Eph. 4. Let's leave the old man, start a new life, behave in a new way. Trust in Christ more. And let's be practical. Let's help them fight temptations. Put on spiritual clothing (Eph. 6). Help put temptations to sleep (Timothy 2).

Perhaps Andrey should change the sales floor, where he communicates with clients, to a warehouse room, where he will feel safe, where there will not be so much pressure on him.

And there needs to be accountability. Often, if I'm working with someone who is self-harming, I'll ask for some kind of agreement. A short one that says that if a person wants to harm himself, he does three things:

  • I will write about this to three people
  • I will remember the verse I learned this month;
  • I'll go walk the dog (write a poem, bake something, just run, etc.).

Something that can distract them and give you time to do something if a specific action is needed. There needs to be accountability, and some kind of distraction if someone falls into this self-harm trap. Sometimes you need the first step. And sometimes the gap is huge. And it’s difficult to get out of this trap on your own. Such people definitely need support on their path. Someone who will say they believe in them.

Think about what specific actions you can take in the 4 steps of Love, Talk, Know, Do.

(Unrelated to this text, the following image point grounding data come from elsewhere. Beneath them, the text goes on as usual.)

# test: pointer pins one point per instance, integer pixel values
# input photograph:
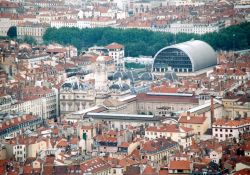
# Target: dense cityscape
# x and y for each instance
(125, 87)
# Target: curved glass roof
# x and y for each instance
(201, 54)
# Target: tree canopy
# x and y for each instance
(143, 42)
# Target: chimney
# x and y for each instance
(24, 117)
(188, 115)
(212, 110)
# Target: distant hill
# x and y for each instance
(143, 42)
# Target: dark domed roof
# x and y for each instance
(120, 87)
(147, 76)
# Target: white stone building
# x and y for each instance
(20, 152)
(117, 52)
(179, 134)
(225, 130)
(75, 96)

Finally, I want to reiterate that there is hope for people who self-harm. I am living proof that there is a future in situations like this. There is always hope. And you have God. And he will not allow you to bear more than you can bear. He will definitely help you cope with difficulties. You need to hold on to the Scriptures, love the people around you.

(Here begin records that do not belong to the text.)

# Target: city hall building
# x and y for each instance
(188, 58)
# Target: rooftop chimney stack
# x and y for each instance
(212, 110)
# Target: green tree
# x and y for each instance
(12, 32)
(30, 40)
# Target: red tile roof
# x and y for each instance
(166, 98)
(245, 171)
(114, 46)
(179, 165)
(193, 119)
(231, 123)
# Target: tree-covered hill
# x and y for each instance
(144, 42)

We are talking about the fact that it takes a sufficient amount of time to help them find a solution to the current situation. We must remember that you do not have to do this alone. And not only God’s help must be present, but also the people around you. When I was going through this period, I met someone along the way who listened to me for over an hour every day at some point in my recovery, and this was a huge help to me, but it doesn’t always happen that way, and it doesn’t have to be that way.

If we talk about the agreement that I mentioned, then you also need to be careful here. It should not look like if a person has violated the terms of the agreement, then you will no longer help him. No. Just think about how you can encourage him to continue, encourage him to act in a new way, but not to leave, not to give up what he started, not to give up on God.

Everything should be individual, based on the needs of the person with whom you are communicating, and remember that you will not find better help anywhere than in the Bible. For everyone, the Bible is the only unconditional option at all times.